If I found consumerism as appealing as the forest, I might not care much either. But I also hate to make choices for the rest of the world, which is what a corporation dumping toxins is doing. They are determining what OUR children will value, they are destroying what is not theirs to destroy, they are being permitted to eliminate choices (ie to have an atmosphere) based on what THEY think is important. Money.
It would require a win-win that even Ghandi could never conceive of.
Im theory, pro choice can evolve to include choice about whether my fetus gets YOUR mercury. But who is going to scatter their devotees? Its a small pool, filled with egosharks, incompetence, and self promotion to begin with.

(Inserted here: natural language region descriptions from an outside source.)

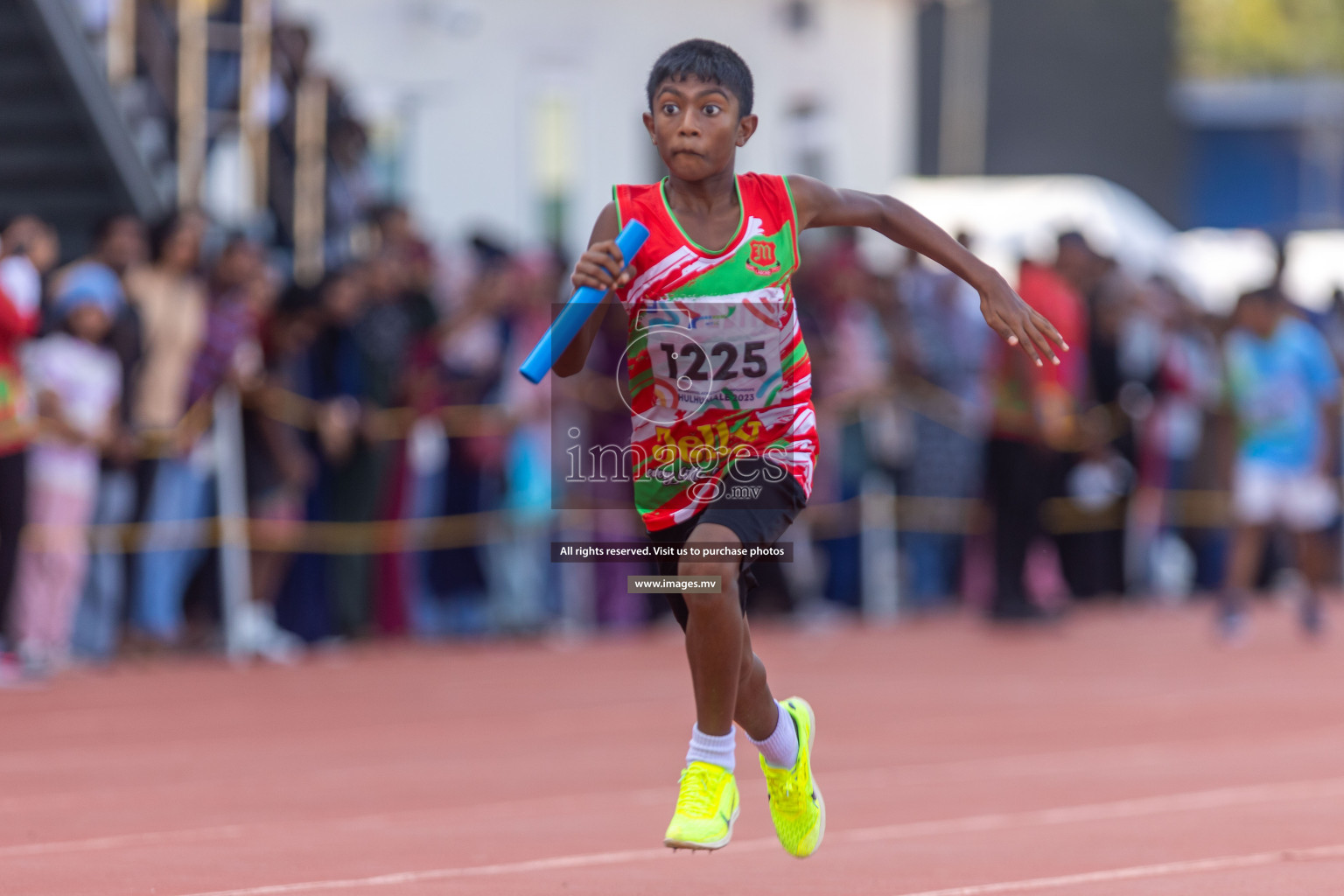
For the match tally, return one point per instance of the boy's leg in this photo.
(714, 635)
(1314, 559)
(756, 710)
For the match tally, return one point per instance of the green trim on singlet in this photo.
(737, 234)
(735, 276)
(797, 228)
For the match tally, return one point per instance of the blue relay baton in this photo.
(578, 311)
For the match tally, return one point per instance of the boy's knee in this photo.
(727, 575)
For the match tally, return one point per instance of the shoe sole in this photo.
(711, 845)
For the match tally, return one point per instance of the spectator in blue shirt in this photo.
(1284, 387)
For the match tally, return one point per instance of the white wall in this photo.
(466, 78)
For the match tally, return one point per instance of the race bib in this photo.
(718, 354)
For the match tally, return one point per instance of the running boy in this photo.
(724, 437)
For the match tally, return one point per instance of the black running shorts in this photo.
(756, 517)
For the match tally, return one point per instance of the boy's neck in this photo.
(704, 196)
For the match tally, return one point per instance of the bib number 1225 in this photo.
(722, 360)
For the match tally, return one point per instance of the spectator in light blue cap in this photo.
(89, 284)
(77, 383)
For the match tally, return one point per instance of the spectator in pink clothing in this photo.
(77, 383)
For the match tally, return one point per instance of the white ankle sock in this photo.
(781, 747)
(717, 750)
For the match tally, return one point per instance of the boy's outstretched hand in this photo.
(1019, 323)
(819, 205)
(601, 266)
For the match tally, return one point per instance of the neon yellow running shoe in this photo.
(796, 805)
(706, 808)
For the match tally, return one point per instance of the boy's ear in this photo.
(746, 127)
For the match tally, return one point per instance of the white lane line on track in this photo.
(1068, 815)
(1138, 872)
(125, 841)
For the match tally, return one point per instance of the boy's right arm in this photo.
(599, 268)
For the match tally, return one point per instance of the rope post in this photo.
(191, 101)
(311, 178)
(255, 102)
(878, 547)
(231, 494)
(122, 42)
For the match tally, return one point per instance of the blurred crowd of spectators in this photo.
(388, 394)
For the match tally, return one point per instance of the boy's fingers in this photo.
(1048, 329)
(1040, 341)
(1027, 346)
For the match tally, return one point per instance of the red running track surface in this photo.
(1123, 754)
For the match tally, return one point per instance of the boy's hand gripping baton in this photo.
(577, 312)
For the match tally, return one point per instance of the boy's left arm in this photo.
(822, 206)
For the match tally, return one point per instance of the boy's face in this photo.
(696, 128)
(89, 323)
(1258, 316)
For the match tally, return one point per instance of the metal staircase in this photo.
(66, 153)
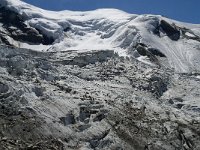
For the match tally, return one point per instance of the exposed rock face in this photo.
(112, 103)
(14, 24)
(171, 31)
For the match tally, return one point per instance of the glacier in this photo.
(101, 79)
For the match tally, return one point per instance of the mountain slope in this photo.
(64, 84)
(107, 29)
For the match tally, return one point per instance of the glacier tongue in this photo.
(97, 80)
(111, 29)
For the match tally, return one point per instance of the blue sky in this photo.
(182, 10)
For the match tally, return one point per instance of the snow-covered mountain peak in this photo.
(105, 29)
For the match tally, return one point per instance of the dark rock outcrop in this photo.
(171, 31)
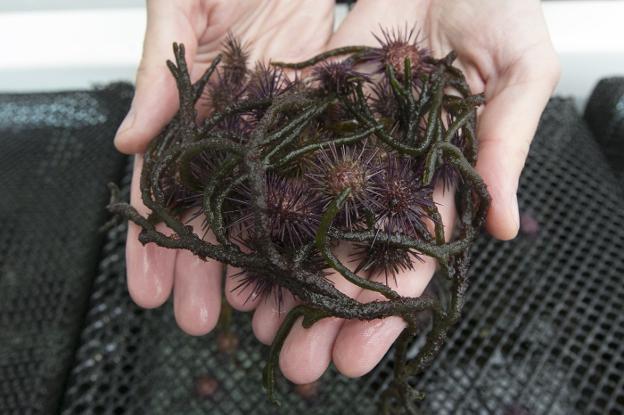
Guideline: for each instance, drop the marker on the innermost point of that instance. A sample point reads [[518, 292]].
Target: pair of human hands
[[503, 48]]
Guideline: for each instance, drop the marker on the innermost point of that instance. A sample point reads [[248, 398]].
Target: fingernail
[[515, 211], [127, 123]]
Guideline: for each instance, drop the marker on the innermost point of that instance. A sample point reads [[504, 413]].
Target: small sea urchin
[[338, 169], [282, 171]]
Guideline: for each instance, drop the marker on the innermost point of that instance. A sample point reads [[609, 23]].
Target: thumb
[[155, 98], [506, 128]]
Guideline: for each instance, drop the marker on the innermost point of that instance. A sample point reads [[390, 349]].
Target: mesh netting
[[542, 332], [56, 156]]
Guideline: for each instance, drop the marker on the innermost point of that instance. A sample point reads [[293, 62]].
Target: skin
[[505, 51]]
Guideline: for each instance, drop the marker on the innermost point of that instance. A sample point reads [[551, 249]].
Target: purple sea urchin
[[384, 258], [402, 203], [376, 169], [293, 212], [395, 47], [338, 169]]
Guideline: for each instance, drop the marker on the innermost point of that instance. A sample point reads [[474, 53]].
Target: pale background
[[75, 44]]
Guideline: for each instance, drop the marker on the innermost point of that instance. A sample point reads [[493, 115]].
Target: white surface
[[69, 49]]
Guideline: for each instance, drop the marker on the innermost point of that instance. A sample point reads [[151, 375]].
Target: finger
[[196, 290], [361, 345], [306, 353], [507, 124], [149, 267], [155, 98], [367, 16]]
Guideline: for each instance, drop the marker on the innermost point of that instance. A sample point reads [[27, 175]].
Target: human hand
[[356, 347], [504, 49], [201, 25]]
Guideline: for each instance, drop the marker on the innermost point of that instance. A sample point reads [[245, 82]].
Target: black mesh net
[[542, 331], [56, 156]]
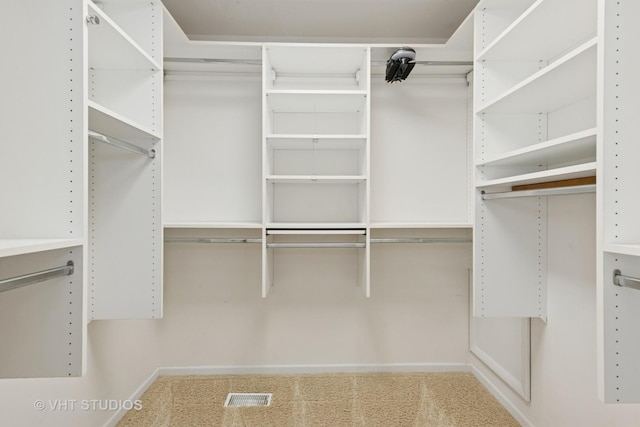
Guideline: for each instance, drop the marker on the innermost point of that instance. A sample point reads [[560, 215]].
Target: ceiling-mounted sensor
[[400, 64]]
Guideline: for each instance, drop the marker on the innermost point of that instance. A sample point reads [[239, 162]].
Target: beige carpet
[[451, 399]]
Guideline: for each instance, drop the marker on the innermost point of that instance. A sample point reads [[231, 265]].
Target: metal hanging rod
[[625, 281], [424, 240], [259, 62], [215, 61], [122, 144], [319, 245], [433, 63], [212, 240], [578, 189], [40, 276]]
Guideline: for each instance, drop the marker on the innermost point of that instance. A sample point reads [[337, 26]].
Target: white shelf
[[633, 250], [11, 247], [322, 142], [330, 60], [110, 123], [313, 179], [569, 172], [569, 79], [579, 145], [419, 225], [312, 232], [316, 101], [112, 48], [211, 224], [315, 225], [523, 40]]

Cantankerous Bitch said...

I suspected you'd have much to say on this article, and will assume, for the most part, that your comments need little reply from me.

What I gleaned from this piece is something you touch upon: " It isn't that groups are incapable of alliance. They just do not readily find sufficient motivation to do so."

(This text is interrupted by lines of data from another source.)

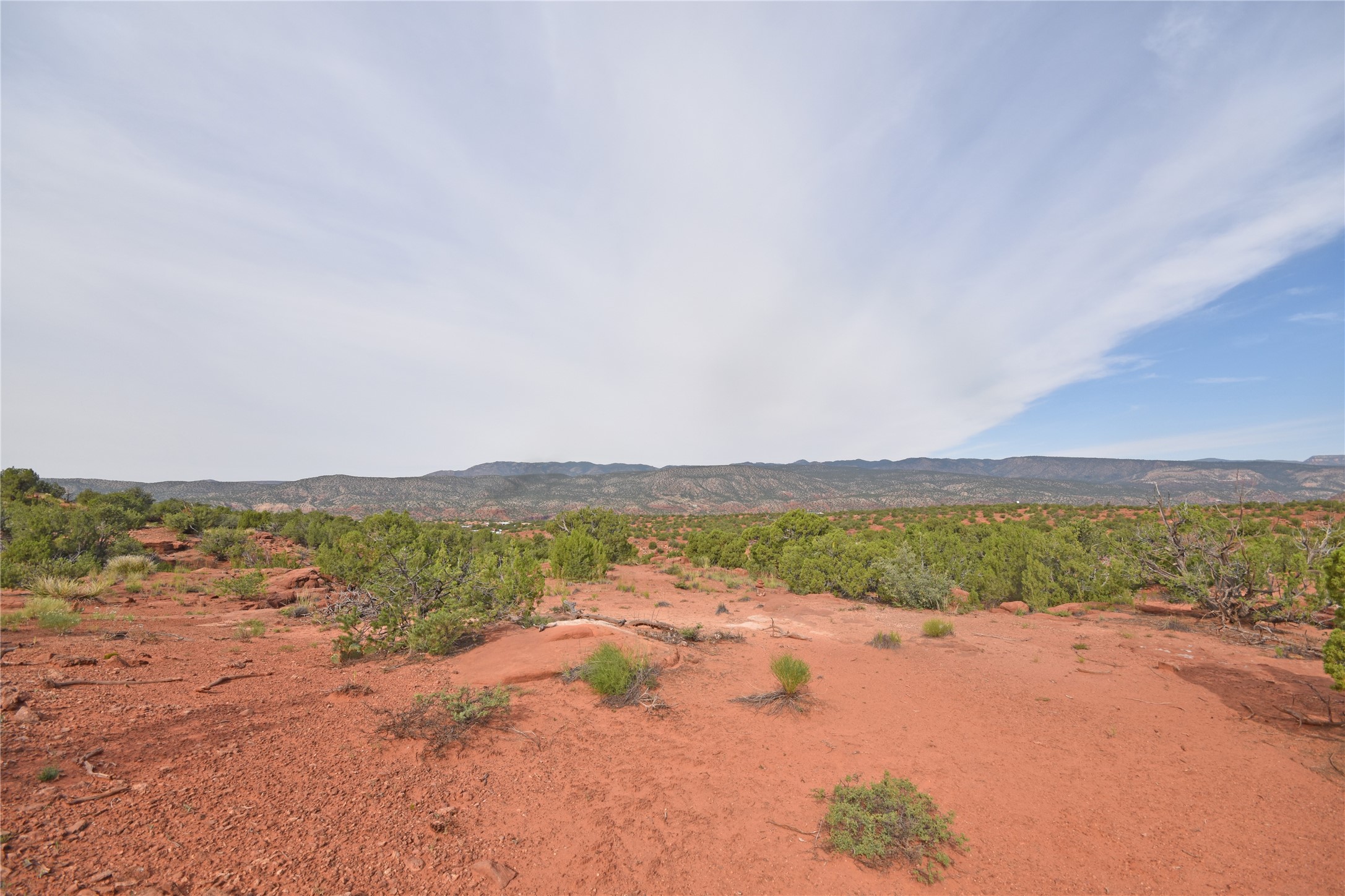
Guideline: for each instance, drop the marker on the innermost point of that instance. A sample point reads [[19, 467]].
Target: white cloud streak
[[280, 241]]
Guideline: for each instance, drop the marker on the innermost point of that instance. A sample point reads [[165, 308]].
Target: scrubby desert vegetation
[[441, 676]]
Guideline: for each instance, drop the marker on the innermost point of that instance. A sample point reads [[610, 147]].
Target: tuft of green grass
[[248, 585], [889, 820], [610, 670], [791, 672], [66, 588], [128, 566], [446, 716], [936, 629], [622, 677], [51, 614]]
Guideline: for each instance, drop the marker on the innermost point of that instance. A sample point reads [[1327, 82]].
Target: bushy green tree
[[906, 580], [719, 548], [22, 485], [610, 528], [579, 558], [833, 561], [425, 584], [768, 543]]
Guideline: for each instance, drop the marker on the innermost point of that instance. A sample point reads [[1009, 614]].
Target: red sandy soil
[[1162, 763]]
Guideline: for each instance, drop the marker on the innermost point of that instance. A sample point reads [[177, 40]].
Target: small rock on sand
[[502, 875]]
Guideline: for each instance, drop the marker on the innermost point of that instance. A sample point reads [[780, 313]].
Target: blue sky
[[283, 240], [1260, 373]]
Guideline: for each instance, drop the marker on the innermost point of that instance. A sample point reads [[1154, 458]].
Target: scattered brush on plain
[[66, 588], [446, 717], [128, 566], [51, 614], [889, 820], [792, 674], [936, 629], [622, 677]]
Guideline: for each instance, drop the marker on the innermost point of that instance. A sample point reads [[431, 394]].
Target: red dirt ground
[[1162, 763]]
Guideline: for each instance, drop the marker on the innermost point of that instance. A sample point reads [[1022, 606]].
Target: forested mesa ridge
[[763, 488], [426, 585]]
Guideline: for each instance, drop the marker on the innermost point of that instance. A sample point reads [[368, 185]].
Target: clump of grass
[[66, 588], [622, 677], [936, 629], [791, 674], [889, 820], [885, 639], [51, 614], [447, 716], [128, 566], [246, 585]]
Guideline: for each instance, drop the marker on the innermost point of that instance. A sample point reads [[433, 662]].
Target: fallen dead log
[[103, 796], [71, 683], [1309, 720], [584, 614], [225, 680], [652, 623]]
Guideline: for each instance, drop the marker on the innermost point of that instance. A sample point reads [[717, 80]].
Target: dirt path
[[1162, 763]]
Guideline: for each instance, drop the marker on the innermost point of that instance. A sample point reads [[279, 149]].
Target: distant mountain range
[[519, 468], [832, 486]]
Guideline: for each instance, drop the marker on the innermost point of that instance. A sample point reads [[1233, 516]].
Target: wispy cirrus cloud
[[462, 233]]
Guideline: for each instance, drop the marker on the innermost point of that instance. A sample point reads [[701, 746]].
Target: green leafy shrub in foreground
[[611, 670], [889, 820], [936, 627], [791, 672], [885, 639], [579, 558], [1333, 658], [246, 585]]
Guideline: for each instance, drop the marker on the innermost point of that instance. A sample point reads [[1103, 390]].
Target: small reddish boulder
[[491, 869]]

First, I didn't get the sense that the authors were suggesting any kind of incapability; rather observing the failure to date in that arena.

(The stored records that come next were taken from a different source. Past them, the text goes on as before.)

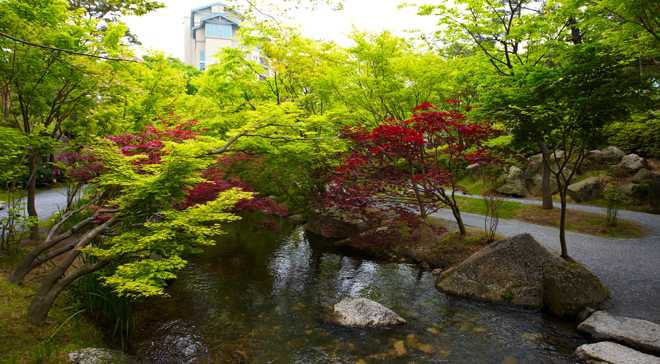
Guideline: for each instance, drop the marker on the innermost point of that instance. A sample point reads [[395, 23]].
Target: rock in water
[[296, 219], [100, 356], [332, 222], [569, 288], [520, 271], [610, 353], [639, 334], [633, 163], [364, 312], [509, 270]]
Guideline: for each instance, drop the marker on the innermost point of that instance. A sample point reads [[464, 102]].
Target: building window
[[218, 30]]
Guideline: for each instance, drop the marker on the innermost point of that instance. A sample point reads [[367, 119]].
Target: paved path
[[630, 268]]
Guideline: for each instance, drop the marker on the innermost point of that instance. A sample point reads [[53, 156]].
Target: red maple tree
[[410, 164]]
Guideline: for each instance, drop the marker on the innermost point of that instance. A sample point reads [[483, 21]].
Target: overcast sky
[[163, 29]]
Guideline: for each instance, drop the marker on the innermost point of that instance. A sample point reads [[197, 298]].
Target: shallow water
[[268, 299]]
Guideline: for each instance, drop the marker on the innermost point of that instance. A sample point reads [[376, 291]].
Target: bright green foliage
[[154, 193]]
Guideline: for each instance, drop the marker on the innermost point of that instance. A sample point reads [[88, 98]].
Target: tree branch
[[64, 50]]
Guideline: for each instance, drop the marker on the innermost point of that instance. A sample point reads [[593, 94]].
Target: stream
[[258, 297]]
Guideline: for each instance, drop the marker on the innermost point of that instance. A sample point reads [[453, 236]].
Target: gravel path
[[630, 268], [47, 203]]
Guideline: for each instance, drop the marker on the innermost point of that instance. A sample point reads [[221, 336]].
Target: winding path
[[630, 268]]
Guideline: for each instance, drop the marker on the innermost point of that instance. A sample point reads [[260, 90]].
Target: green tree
[[570, 106]]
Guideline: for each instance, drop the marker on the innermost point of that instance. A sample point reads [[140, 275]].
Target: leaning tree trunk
[[35, 257], [58, 279], [545, 182], [32, 211]]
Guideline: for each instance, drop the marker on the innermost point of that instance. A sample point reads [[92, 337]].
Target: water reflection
[[267, 299]]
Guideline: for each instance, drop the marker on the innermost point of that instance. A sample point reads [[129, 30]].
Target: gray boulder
[[654, 194], [332, 222], [514, 185], [520, 271], [100, 356], [586, 190], [643, 176], [608, 155], [569, 289], [533, 174], [638, 334], [633, 163], [508, 271], [474, 170], [626, 189], [364, 312], [296, 219], [612, 353]]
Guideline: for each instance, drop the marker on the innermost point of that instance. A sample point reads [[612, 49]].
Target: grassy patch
[[454, 248], [508, 210], [581, 222], [21, 342]]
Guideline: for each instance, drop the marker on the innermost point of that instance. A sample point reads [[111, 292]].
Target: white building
[[208, 29]]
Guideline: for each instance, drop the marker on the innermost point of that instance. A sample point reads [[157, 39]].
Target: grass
[[581, 222], [21, 342], [454, 248], [508, 210], [577, 221]]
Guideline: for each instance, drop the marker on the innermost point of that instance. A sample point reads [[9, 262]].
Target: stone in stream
[[100, 356], [333, 222], [638, 334], [514, 270], [296, 219], [612, 353], [569, 289], [364, 312]]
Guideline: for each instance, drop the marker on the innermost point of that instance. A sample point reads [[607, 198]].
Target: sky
[[163, 29]]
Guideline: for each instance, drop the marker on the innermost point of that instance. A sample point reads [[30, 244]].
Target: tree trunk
[[562, 222], [56, 281], [459, 220], [28, 263], [547, 191], [32, 211], [41, 305]]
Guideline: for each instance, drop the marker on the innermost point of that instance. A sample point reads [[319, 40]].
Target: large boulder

As for a means to solve that problem, I think "sufficient motivation" is what can be found when, as suggested, environmental and aucipiciously non-environmental advocates find common ground.

The same kind of divisiveness ("My sub-issue is more important than your sub-issue") that's present within the environmental movement is also rampant within the larger progressive movement. And it's certainly not limited to the "far left". How much to we hear about in-fighting among Democrats? It seems incessant some days.

So, I just think it's important to recognize that while the number of environmental issues worthy of urgent redress seems to grow every day, we absolutely MUST find a way to tie them all together in order to build any kind of measurable political capital. And the points raised by the authors are a good jumping off point for some new dialog...

Lily said...

Well, it seems to me that as long as we are brought up in a "win-lose" culture where I exist at the expense of you, we will not have sufficient skills to find common ground if indeed they are there. Often they are. In mediation and conflict resolution, which is all oddly applicable to these chats, there are two notions- what is the best alternative to losing, and what does everyone actually need. Like the argument over the oranges but one needs rinds, the other pulp- it is a matter of using certain skills to address getting a multitude of needs met at the same time. These are not skills reinforced by our culture-not in school, not in sports, not in the home. Americans are taught to look out for themselves, survivalism, grab what you can get and run. Money is overemphasized because in america it is the means toward prestige and power. Your degree doesn't count, your mind does not count-unless it makes you money!! That is how we qualify value.
Greens would say for example: create jobs with wind power industries, make profit for companies that own the turbines, decrease pollution and reliance on fossil fuels, and so on.... everyone gets a slice of what they want. It won't solve the dilemma of the almighty SUV society though- but CAFE standards would have helped. Better fuel efficiency decreases costs for business, costs for consumers- and both greens and soccer moms AND green soccer moms can be happier.